The SFA never did get to the bottom of the Sevco 5088 – Sevco Scotland switcheroo, did they?

How hard did they try? Was it, as I suggested in the Fields article I referenced earlier, that when it came to these guys it wasn’t so much the questions they asked and they answers they got as  the questions they knew shouldn’t be asked at all, in order to give the appearance of all being well?

All of it went on right before their eyes and they did nothing.

But they knew, as we all knew, that Sevco was being run by bad people for their own purposes. And we told people that at the time and have been doing it ever since. None of this was done in the shadows. It was all out there, in public, where anyone could see it.

Every single thing the Internet Bampots said about Murray’s running of the club, about Whyte, and then Green after him was on the money.

We called it, in every instance.

And we said that Dave King was a man no person on Earth could trust, as if that needed to be said at all, because nothing we predicted was ever half as severe as what a South African judge wrote about him, and whose words have echoed through this whole situation from Day 1.

That man should never have been allowed near our game.

The Dave King era will end the way it began; in the scandal of stock manipulation, irregular conduct, lies to officialdom and finally resignation.

When he’s gone, and when he’s levelled the club’s business plan and cut from underneath the current board the whole underpinning of it and wrecked their chances of getting back a penny of what they’ve sunk in, Regan might – just might – do a nice wee press conference where he expresses regret and talks of lessons learned.

But they were never learned after Murray or Whyte or Green.

Regan himself has developed a reputation for being somewhat glib and shameless.

In light of what’s engulfing Ibrox right now, he ought to be hiding under the bed, and maybe he is because neither sight nor sound has been detected of him for the whole month in which King was legally obliged to make the share offer after the Takeover Panel appeal board had issued their own damning verdict about his delaying tactics, obfuscation, denial and covering up. All this whilst on the Ibrox board.

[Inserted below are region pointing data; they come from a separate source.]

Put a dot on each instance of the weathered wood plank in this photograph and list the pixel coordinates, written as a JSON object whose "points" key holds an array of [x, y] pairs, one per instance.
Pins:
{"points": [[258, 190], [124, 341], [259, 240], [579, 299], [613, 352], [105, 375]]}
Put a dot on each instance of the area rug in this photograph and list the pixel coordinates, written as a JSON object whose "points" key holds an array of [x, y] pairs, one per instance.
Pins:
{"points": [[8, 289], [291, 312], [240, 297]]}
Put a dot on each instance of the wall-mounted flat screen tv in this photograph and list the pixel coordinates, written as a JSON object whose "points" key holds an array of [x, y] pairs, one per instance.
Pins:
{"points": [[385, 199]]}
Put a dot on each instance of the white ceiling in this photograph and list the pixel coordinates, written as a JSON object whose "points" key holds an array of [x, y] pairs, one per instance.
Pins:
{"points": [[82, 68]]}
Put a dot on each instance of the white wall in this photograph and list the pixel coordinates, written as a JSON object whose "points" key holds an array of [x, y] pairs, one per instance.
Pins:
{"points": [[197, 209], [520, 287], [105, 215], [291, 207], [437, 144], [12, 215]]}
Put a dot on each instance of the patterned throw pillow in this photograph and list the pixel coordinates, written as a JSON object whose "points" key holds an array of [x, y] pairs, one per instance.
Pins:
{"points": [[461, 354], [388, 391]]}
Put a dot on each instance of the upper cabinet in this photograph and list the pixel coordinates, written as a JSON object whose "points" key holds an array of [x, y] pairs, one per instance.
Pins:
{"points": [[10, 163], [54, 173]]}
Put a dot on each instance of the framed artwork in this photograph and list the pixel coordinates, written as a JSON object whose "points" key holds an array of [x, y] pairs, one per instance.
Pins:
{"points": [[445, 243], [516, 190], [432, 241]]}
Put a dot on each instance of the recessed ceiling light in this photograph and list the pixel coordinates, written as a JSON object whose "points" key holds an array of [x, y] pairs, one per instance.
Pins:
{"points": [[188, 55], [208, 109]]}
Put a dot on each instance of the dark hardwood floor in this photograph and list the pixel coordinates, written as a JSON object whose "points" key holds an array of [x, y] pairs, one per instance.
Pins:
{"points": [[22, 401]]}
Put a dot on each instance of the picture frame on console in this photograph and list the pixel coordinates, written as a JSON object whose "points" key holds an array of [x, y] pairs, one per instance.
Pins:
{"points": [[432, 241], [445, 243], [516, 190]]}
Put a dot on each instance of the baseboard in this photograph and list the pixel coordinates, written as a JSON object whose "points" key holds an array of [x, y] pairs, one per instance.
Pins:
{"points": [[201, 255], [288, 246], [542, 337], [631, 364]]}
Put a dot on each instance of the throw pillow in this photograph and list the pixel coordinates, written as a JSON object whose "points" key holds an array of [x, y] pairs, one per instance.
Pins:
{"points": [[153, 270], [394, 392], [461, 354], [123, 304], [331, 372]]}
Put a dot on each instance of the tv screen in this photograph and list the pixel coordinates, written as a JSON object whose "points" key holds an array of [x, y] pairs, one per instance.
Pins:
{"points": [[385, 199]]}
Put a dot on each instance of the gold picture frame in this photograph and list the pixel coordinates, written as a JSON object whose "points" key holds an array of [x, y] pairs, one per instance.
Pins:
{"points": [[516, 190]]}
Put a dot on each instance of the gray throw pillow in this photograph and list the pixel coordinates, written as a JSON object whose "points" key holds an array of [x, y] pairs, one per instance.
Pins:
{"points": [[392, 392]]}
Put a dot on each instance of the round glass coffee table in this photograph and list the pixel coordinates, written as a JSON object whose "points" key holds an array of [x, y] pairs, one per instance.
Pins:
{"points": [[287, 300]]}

The SFA claims to have conducted a rigorous vetting process on this guy – an “unprecedented” one – because of his background. His background was why no such process was required. During the course of it they claim to have been impressed and pleased by his conduct and his willingness to give them everything they required. If that’s true it’s the first time in his life that he has gone in front of a regulatory body and told the truth, the whole truth and nothing but the truth.

Or is it?

Ashley has long said that the SFA’s internal report on King and how they arrived at the decision should be made public. He himself saw it; he won the court case to get access to it, in another case where the media spun it as a victory for the South African which was no such thing at all.

That report should be made public now. King has disgraced our national sport with his conduct here and we’re entitled to know why he was ever granted a seat on the board.

Regan has scandalously abrogated his responsibilities to this sport.

I cannot imagine what reasons our clubs have for keeping the faith was someone so egregiously unfit for office.

That’s a question they ought to be asking themselves over the course of the next few days and weeks.

And by their actions – or inactions –  those buying season tickets can judge them.